Damage to mitotic telomeres results in DNA damage response activation, cell division delay, and micronucleation (548.1)

Telomeres are nucleoprotein structures required to protect chromosome ends. Uncapping of telomeres during interphase elicits a DNA damage response causing cell cycle arrest, aberrant DNA damage repair resulting in, chromosomal end fusion, chromosome instability and eventually lead to tumorigenesis. In the present study we investigate the consequences of DNA damage occurring at telomeres during the mitotic phase of the cell cycle using laser microirradiation. Microirradiation was used in combination with GFP live‐cell imaging and dual‐labeling to study double‐strand break (DSB) repair by monitoring the co‐localization of γH2AX with DNA damage response (DDR) factors. We found DDR proteins such as ATM and WRN localize to damaged telomeres but not to other chromosomal sites of focal laser damage.
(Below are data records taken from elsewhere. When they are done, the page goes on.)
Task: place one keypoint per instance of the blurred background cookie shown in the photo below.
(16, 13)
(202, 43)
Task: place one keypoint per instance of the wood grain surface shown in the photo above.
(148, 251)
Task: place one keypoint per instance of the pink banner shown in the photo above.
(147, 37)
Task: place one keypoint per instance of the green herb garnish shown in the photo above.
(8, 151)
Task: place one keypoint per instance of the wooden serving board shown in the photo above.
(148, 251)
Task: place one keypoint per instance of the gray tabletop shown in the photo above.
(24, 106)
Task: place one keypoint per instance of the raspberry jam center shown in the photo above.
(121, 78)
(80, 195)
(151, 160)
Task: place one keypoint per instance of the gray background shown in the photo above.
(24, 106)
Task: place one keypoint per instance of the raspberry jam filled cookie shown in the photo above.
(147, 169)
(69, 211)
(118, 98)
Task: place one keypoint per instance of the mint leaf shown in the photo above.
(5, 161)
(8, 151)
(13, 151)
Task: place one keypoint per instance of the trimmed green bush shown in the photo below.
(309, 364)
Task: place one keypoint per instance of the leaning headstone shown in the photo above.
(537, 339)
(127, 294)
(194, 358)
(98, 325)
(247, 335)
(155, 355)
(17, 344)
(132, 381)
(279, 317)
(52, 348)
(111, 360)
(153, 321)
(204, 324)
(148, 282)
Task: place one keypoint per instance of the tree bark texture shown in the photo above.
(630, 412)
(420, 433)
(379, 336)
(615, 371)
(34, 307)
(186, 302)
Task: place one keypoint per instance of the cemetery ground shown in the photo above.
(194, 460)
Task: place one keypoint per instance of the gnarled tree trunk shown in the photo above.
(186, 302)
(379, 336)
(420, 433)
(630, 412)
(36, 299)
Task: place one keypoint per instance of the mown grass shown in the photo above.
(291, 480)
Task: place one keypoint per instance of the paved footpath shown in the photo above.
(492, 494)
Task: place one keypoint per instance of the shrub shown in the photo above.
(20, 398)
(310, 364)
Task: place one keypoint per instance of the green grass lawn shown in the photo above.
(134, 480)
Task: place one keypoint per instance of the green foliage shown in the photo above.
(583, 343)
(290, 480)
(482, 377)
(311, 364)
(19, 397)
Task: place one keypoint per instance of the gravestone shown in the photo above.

Interestingly, damage at mitotic telomeres results in a delay in anaphase onset, which is dependent on the activity of ATM, Chk1 and the spindle assembly checkpoint kinase, Mps1. Telomere‐damaged cells exited mitosis with unresolved telomere repair and increased occurrence of micronuclei. Telomeric damage is therefore distinct from damage at other chromosomal loci during mitosis and elicits an intra‐mitotic delay that may permit timely repair.